[weld-dev] Question regarding EJB3-style interceptors and their usage as managed beans

Marius Bogoevici marius.bogoevici at gmail.com
Thu Apr 29 11:44:51 EDT 2010


This is a question for the EG regarding a conflict that arises from the 
current ability to use an EJB3-style interceptor as a managed bean.

There seems to be a slight gap between the CDI spec and the general Java 
EE notion of the interceptor, in the following respect: an EJB 
interceptor (one that's not annotated with @Interceptor), may be, in 
theory, used as a managed bean. Unfortunately, this leads to a conflict 
with respect to the lifecycle interception methods.

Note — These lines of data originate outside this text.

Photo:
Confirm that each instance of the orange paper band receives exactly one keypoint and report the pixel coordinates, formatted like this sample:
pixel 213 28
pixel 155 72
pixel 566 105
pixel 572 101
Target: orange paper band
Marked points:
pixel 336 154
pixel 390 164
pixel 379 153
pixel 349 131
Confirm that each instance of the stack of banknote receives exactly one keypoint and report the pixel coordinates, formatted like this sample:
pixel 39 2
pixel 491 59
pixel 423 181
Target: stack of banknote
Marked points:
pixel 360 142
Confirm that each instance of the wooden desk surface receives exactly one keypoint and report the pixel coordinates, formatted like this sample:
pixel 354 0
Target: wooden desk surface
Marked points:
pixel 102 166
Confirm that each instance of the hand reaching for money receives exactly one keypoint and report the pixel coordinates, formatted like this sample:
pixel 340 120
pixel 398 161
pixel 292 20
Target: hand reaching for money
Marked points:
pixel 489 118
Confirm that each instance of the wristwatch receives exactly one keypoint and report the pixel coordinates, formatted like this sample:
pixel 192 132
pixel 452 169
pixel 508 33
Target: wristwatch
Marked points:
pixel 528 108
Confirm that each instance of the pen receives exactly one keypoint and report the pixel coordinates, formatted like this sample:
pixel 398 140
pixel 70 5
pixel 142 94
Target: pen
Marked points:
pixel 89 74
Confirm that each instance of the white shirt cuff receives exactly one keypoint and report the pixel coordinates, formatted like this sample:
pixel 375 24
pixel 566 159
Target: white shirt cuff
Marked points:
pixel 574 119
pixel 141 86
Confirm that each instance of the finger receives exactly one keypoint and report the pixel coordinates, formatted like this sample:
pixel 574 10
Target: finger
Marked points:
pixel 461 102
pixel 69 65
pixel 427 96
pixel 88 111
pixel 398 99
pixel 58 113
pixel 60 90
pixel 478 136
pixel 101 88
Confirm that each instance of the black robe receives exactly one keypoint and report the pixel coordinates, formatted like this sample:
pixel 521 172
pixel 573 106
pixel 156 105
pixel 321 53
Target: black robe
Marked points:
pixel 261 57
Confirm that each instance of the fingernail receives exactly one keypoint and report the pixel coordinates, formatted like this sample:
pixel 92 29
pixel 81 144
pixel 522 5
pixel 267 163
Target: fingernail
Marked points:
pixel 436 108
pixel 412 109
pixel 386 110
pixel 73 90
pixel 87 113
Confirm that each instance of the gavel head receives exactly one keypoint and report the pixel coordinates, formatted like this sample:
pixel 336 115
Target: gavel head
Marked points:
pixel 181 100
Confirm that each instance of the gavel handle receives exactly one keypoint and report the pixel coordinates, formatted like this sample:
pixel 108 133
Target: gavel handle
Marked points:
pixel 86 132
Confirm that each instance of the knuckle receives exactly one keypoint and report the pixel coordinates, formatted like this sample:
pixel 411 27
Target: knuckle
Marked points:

So for example we had something like:

public class SomeClass {

     public Object interceptSomething(InvocationContext context) throws 
Exception { ... }


one may decide to use it either as

@Inject SomeClass someClass;

or @Interceptors(SomeClass.class);

This cannot be prevented, as there is no formal way in which one can 
differentiate between a managed bean with an @AroundInvoke 
self-intercepting method and an EJB3-interceptor that does only business 
method call interception (it is possible to do this heuristically, but 
that opens the door to various interpretations).  As ambiguous as it is, 
that wouldn't be so bad, until one adds a @PostConstruct method too (for 
example). As this has been previously discussed here:


the intent is to stay consistent with the EJB spec and not to have two 
different @PostConstruct handlers for the same class.  Staying 
consistent requires the lifecycle interception methods of SomeClass to 
have an InvocationContext parameter (in order to be applicable on other 
classes). If SomeClass was instantiated independently, as a managed 
bean, its lifecycle invocation method would need to be no-arg, though.

Now, such a dual use use-case (using a class as both an interceptor and 
a managed bean) is by and large, absurd - but it is not prohibited by 
the current spec. In fact, in Weld, ManagedBean and NewManagedBean 
instances are created for such classes (because there is nothing to 
forbid it, and in certain cases, you can't be sure whether the bean is a 
managed bean or an interceptor).

In summary: the current specification allows to use EJB3-style 
interceptors as managed beans, but if they have lifecycle interception 
methods, they cannot be instantiated in a way that is consistent with 
the spec, because their lifecycle interceptor methods will expect an 
argument that the interceptor  specification says it should not be 
provided in this case.

So, I think this needs to be somehow clarified in a future version of 
the spec, either by stating explicitly that EJB3-style interceptors with 
lifecycle interception methods are not managed beans, *or* at least by 
saying that the use of EJB3-style interceptors as managed beans is 
non-portable when they also define lifecycle methods.